Garcia didn't deny this. "Did you misunderstand his intentions? Maybe he was being friendly."
She regarded him steadily. "If your partner made obscene phone calls during the middle of the night to your residence, or dropped in so often that you had to move, or referred to you only as 'my suck bitch' while speaking to other officers, or left sex toys covered with scented lube in your desk, or cornered you in a restroom in order to shove his tongue in your ear and his hand down the front of your pants, and threatened to set you up for a drug bust if you didn't give him a weekly trip around the world, would you consider those intentions friendly?"
The captain's full mouth tightened. "No."
"The chief down in Burglary did, but he was a hard-ass who didn't like women on the force." Sam rubbed her temple. "He kept us paired until the Marqueta case."
"The IA reports state that Marqueta shot you while Dwyer was requesting backup." Garcia crossed his arms. "Your ex-partner said you went in alone."

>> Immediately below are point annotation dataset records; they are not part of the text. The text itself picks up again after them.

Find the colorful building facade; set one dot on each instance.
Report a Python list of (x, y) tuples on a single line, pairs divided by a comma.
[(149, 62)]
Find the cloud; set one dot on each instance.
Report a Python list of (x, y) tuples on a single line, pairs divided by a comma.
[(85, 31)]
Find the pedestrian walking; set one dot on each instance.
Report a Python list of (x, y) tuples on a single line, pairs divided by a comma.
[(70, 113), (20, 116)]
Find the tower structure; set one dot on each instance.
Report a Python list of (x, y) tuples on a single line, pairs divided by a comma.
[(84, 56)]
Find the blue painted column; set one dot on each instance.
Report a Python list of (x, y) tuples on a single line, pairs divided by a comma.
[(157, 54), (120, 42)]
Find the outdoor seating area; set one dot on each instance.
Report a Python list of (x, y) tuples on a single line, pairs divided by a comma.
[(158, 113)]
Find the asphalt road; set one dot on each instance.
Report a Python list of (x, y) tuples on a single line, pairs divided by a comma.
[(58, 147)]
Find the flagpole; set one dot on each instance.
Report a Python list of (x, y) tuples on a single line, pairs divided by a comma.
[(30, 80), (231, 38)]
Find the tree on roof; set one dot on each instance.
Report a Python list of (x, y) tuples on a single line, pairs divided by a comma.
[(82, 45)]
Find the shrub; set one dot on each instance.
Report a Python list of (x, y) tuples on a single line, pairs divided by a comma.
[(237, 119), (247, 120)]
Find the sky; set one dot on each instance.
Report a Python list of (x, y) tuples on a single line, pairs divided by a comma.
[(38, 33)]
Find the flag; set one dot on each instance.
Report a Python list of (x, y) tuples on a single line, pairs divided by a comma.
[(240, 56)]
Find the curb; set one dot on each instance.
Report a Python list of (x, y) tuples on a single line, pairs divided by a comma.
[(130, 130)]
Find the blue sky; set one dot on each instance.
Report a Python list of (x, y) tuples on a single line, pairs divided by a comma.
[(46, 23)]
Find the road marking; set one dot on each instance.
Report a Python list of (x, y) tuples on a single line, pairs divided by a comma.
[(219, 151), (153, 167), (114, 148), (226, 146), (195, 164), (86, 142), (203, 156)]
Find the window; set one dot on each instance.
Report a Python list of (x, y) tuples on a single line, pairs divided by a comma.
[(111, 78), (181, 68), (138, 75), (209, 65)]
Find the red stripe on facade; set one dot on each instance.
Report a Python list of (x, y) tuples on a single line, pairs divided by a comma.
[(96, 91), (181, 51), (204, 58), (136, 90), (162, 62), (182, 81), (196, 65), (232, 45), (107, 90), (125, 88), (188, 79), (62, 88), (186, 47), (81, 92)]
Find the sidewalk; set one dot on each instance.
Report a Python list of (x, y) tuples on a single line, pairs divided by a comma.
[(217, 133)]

"Dwyer left me alone in that warehouse and took off. Marqueta was waiting for me." She toed the carpet with her shoe. "It was my word against Dwyer's, but this time IA treated it a little more seriously. I was the one who took three bullets and nearly bled to death after shooting Marqueta."
Garcia glanced out at the rising sun and went to shut his outside window blinds. "What about the complaint you filed with IA on him once you were released from the hospital?"
"One of the guys over in VC found a hooker who said she saw Dwyer and Marqueta together the afternoon before the shooting," Sam told him. "She disappeared an hour before she was scheduled to come in and make a formal statement. They found her three weeks later with her throat cut in a landfill out in Davie."
"You wore a wire and tried to get him to admit to killing her."
"I pushed hard, but he wouldn't," Sam admitted. "He must have been expecting it, too, because right after IA ran the tape, his union rep showed up yelling about entrapment. Division settled things with a transfer down to Metro-Dade's Traffic Unit."
"He's gotten a couple of citations for community service, talking to kids about bike safety and that kind of thing," Garcia told her. "He also did the mandatory psych eval and came through clean."